2015 play by Doug Wright

Posterity is a 2015 play written and directed by the Pulitzer Prize-award-winning American playwright Doug Wright. The play focuses on the 1901 encounters between Norwegian sculptor Gustav Vigeland and famed playwright Henrik Ibsen, when the latter sat for a series of sessions to have his bust sculpted. It premiered off-Broadway at the Atlantic Theatre Company's Linda Gross Theater

== Summary ==
Norway's most celebrated sculptor Gustav Vigeland (Linklater) is commissioned to create the last official portrait of the country's most famous writer, but Henrik Ibsen (Noble) proves to be an irascible, contentious sitter, as the two men wage war over both his legacy and his likeness.

== Cast ==

| Character | Atlantic Theatre Company 2015 |
|---|---|
| Gustav Vigeland | Hamish Linklater |
| Henrik Ibsen | John Noble |
| Greta Bergstrom | Dale Soules |
| Sophus Larpent | Henry Stram |
| Anfinn Beck | Mickey Theis |

== Productions ==
The production premiered at the Atlantic Theatre Company's Linda Gross Theatre in 2015 running from February 25 through April 5.

== Reception ==

=== Critical reception ===
Critical reception for the play was mostly positive with some mixed reviews.
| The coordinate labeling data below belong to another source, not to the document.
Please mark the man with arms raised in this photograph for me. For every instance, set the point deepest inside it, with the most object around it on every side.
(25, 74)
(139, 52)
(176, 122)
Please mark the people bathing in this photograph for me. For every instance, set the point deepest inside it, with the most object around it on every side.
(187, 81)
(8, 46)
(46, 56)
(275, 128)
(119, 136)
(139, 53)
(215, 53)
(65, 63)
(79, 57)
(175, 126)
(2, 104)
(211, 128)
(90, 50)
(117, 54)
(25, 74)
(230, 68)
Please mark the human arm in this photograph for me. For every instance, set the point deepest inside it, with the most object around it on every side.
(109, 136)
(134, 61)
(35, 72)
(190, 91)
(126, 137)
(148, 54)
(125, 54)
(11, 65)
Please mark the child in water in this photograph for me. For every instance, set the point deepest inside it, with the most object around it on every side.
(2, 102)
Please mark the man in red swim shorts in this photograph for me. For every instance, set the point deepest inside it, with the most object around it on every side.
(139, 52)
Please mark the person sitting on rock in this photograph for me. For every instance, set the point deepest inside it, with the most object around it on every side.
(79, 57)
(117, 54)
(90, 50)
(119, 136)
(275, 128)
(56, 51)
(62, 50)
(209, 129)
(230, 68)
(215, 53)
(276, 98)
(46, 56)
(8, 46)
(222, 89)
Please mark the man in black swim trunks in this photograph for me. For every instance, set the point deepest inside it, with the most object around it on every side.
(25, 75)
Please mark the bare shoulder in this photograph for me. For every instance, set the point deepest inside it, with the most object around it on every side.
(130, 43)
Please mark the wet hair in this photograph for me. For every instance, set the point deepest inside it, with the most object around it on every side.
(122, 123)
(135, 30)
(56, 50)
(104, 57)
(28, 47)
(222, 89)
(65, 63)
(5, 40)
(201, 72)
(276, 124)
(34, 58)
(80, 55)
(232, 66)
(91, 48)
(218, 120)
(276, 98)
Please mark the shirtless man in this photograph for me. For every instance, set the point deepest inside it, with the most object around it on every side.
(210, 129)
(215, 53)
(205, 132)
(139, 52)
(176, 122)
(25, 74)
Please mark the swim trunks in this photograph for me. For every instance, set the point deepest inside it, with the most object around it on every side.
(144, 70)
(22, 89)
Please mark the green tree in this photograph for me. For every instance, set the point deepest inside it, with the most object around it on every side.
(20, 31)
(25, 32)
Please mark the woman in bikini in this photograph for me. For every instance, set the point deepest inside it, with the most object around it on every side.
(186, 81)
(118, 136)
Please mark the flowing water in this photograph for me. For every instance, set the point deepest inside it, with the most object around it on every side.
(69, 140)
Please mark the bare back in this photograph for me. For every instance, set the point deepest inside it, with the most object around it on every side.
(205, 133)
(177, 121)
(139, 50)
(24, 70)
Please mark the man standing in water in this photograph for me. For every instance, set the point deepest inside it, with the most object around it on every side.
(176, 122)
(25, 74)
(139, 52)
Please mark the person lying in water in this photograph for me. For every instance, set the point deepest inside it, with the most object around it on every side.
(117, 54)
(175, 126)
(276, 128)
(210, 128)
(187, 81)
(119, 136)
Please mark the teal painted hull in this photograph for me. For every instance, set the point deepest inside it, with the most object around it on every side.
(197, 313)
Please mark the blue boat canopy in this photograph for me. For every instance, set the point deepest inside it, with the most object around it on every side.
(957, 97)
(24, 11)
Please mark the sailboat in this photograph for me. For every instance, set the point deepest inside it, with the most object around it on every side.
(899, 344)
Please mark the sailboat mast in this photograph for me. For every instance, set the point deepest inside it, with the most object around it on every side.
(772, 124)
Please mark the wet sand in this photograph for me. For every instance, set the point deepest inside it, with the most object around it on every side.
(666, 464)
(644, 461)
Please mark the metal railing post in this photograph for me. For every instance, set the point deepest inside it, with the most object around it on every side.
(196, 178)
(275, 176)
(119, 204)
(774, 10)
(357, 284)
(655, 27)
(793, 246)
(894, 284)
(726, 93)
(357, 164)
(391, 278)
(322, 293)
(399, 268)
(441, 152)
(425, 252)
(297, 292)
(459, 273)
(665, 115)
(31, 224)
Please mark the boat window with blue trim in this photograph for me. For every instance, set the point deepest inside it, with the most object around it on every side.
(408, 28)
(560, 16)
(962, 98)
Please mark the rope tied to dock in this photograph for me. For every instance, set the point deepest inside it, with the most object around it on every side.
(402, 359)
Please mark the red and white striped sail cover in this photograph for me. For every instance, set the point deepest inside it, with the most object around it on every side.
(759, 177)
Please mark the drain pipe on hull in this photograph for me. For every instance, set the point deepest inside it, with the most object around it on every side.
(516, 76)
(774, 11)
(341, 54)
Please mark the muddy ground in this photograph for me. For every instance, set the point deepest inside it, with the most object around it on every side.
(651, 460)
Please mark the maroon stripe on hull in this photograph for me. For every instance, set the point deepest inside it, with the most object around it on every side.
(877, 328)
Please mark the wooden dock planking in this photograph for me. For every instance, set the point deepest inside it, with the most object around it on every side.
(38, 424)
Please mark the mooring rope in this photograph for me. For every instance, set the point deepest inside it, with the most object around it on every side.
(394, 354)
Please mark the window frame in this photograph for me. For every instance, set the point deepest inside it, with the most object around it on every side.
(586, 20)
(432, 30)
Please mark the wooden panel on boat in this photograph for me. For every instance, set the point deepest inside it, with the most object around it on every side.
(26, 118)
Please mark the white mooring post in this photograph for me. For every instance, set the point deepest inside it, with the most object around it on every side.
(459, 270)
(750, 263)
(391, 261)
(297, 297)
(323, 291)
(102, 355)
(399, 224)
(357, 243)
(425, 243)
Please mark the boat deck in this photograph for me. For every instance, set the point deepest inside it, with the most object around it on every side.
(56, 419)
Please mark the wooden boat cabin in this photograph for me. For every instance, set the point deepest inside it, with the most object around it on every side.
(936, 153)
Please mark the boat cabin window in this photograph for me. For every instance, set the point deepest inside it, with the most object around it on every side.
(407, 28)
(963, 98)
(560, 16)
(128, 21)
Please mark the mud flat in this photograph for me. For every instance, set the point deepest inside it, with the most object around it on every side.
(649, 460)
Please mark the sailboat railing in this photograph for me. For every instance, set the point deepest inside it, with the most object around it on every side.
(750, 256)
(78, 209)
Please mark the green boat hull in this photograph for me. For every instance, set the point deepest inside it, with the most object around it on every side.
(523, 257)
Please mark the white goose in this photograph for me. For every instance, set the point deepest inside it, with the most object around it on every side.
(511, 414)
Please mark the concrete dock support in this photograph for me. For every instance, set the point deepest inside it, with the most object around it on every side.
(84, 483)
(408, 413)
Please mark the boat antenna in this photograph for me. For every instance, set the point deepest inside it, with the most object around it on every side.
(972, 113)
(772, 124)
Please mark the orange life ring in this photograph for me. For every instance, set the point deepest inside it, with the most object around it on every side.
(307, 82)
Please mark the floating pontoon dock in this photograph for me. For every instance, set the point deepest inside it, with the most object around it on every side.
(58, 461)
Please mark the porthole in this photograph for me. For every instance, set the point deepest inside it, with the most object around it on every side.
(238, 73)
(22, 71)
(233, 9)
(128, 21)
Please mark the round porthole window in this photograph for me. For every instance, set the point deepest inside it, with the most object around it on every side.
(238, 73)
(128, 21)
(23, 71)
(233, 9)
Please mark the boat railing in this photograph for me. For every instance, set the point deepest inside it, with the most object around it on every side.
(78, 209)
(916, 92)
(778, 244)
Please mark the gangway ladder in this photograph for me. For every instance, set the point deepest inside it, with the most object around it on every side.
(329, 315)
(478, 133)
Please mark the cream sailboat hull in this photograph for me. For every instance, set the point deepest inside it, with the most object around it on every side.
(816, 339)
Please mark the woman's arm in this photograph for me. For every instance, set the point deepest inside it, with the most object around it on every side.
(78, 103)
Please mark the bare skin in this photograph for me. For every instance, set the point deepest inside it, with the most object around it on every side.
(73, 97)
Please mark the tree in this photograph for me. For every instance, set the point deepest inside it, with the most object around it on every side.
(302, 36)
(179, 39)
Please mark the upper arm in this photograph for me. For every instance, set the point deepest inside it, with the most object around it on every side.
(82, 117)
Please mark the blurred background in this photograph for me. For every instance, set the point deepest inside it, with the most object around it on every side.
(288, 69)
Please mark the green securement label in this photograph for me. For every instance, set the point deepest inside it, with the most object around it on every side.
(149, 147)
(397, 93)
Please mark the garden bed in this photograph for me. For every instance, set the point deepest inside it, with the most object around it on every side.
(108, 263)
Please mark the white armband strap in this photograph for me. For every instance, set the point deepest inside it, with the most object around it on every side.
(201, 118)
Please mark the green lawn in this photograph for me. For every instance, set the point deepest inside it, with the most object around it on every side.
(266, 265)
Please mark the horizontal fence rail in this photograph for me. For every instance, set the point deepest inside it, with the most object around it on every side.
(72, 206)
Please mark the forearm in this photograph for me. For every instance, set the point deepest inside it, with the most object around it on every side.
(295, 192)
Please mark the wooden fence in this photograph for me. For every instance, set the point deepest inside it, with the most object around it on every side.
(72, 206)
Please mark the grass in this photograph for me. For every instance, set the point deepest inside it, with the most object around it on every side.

David Cote of Time Out New York praised Wright in particular writing, "[He] makes ideas dance and grounds them in rich, feeling characters. Like a good sculptor, he makes dense material breathe true. Wright directs with a nice balance of pomp and earthy sass". The Hollywood Reporter praised Wright for his writing declaring "[it's] undeniably smart in a historically educational sort of way, and the insightful dialogue illuminates both main characters" but criticized his direction describing it as "staging is self-indulgent to the point of tedium. But he has elicited fine performances from the two leads".